Lalu kamu akan mensugesti kalau pasti ada yang lebih baik darinya diluar sana, ini hanya masalah waktu.
Sebelumnya, kamu memikirkan, kenapa orang lain bisa diterima olehnya? Apa yang mereka lakukan untuk meyakinkanya? Apa yang mereka tawarkan padanya? Apa...'apa adanya' kamu, tidak cukup membuatnya menerimamu?

Aku nggak tau..
Kamu menangis sebelum tidur, dan nyatanya memang benar-benar tidak bisa tidur.
Kamu pulang ke rumah, dan memberikan senyuman kepada mereka yang menyapamu, lalu kamu masuk ke kamar. Lampu kamar kamu matikan, kamu menyumpal mukamu dengan bantal, dan gelap...

Tulisan penolakan itu masih cukup jelas terbayang di otakku. Berulang kali kubaca surat itu, tetap tidak ada yang berubah. Mungkin saja aku melewatkan beberapa kata sehingga membuat ambigu makna yang kutangkap. Nyatanya tidak sama sekali. Kalimat itu terlalu lugas untuk sebuah penolakan. Dia menolakku, itu faktanya.

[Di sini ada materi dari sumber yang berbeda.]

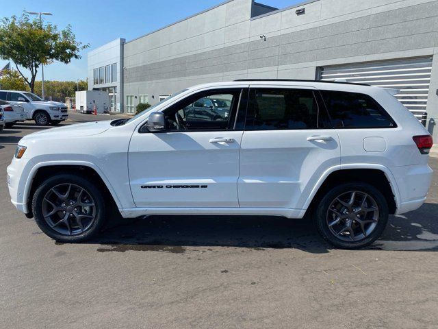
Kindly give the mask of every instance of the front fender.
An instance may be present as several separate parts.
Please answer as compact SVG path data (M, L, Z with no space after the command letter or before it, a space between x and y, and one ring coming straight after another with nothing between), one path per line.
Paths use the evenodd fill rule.
M30 191L31 188L32 182L34 181L34 178L36 175L36 172L40 168L44 167L51 167L51 166L81 166L81 167L88 167L89 168L94 170L97 174L99 175L103 183L108 188L108 191L111 193L116 204L117 205L117 208L119 209L123 208L122 203L120 202L120 198L118 197L117 193L116 192L115 188L111 184L111 182L105 173L94 164L88 162L88 161L80 161L80 160L72 160L72 161L45 161L42 162L38 162L34 164L29 171L29 175L27 177L25 187L23 190L23 210L25 213L29 212L29 205L27 204L27 200L29 199L29 197L30 195Z

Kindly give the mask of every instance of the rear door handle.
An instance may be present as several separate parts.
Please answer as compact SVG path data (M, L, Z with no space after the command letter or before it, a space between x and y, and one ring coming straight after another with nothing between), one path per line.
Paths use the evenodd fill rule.
M333 138L331 136L311 136L307 137L307 141L324 141L324 142L328 142L332 139Z
M234 139L218 137L216 138L210 139L209 142L210 143L234 143Z

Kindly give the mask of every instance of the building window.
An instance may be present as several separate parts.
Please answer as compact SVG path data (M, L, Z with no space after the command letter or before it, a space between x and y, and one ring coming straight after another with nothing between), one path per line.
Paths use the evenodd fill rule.
M103 66L99 68L99 83L102 84L105 83L105 77L103 75Z
M99 84L99 69L93 70L93 81L94 84Z
M111 66L107 65L105 66L105 83L109 84L111 82Z
M149 103L149 95L140 95L138 96L139 103Z
M126 95L126 112L133 113L134 110L135 110L134 95Z
M111 82L117 82L117 64L111 64Z
M159 94L159 101L164 101L164 99L170 97L170 96L172 96L170 94Z

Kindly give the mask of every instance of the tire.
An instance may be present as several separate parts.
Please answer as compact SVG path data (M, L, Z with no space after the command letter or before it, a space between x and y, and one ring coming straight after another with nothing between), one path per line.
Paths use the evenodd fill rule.
M38 227L51 238L66 243L83 242L95 236L104 223L105 214L103 194L96 186L92 181L73 174L46 180L32 198ZM65 198L59 197L66 195L68 195ZM55 206L59 211L54 212Z
M34 120L38 125L49 125L50 123L50 117L47 112L44 111L38 111L35 113Z
M324 240L335 247L353 249L366 247L378 239L386 228L388 216L387 202L377 188L354 182L329 190L318 203L315 221Z

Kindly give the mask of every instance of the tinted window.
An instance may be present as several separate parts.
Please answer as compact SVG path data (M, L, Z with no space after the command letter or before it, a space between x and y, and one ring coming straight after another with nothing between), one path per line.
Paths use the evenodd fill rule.
M215 89L192 95L164 112L170 130L234 128L241 88Z
M246 129L257 130L314 129L318 106L313 92L306 89L257 89L254 113Z
M9 93L10 101L19 101L18 97L25 98L24 96L21 94L18 94L18 93Z
M382 106L367 95L328 90L321 93L336 128L396 126Z
M196 99L192 104L181 109L179 113L184 121L188 123L189 121L224 121L228 123L231 117L231 103L235 101L237 97L237 95L233 94L209 95ZM220 99L221 101L217 101L218 99ZM222 126L224 127L223 125ZM189 123L189 129L190 127L190 123Z

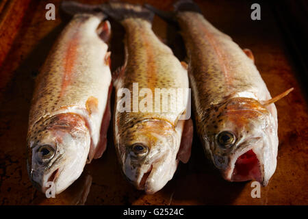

Secara otomatis kamarku dipenuhi oleh lagu-lagu melow yang makin membuat air mataku mengalir deras. Sesak, dan hidung tersumbat. Kekonyolan di tengah malam.
Aku menangis seorang diri, berkeluh kesah kepada-Nya. Karena hanya Dia yang sanggup memeluk mimpi-mimpiku. Menahan isakan tangis, menahan teriakan yang sebenarnya ingin kukeluarkan supaya tak seorangpun mengetahui kalau aku menangis seorang diri di dalam kamar.

Aku membuat orang berpikir, kalau aku sedang lelap tertidur. Aku menangis, entah berapa lama hingga aku tertidur., dan keesokan harinya kudapati bahwa aku sudah melupakan 'penolakan' itu. Aku cukup kuat untuk bangkit lagi, menata rencanaku selanjutnya dengan memperbaiki kesalahanku supaya aku tidak ditolak untuk kesekian kalinya (lagi). Aku belajar dari penolakan pertama. 'apa yang membuatmu begitu yakin akan rencanamu selanjutnya?'.
Jawabanya, keyakinan itu sendiri. Percaya, yakin bahwa Dia selalu ada dlm setiap langkah yang kita ambil, percaya jika Dia akan memeluk mimpi-mimpi kita. Percaya, Dia menyiapkan rencana yang jauh lebih indah daripada rencana kita sendiri. Surprise.

Aku cukup membayangkan penolakan demi penolakan (baca: gagal) yang pernah kualami, dan aku tidak mau merasakan sakitnya lagi.

Faith!

Cukuplah aku bersedih selama 24 jam itu, prinsipku: aku harus berubah setelah tidur. Aku lupa. Aku tidak mau berlarut-larut.
Bersedih hanya 1 hari, selanjutnya boleh kamu sebut keharuan, dan akan berbuah kebahagiaan. Happy ending.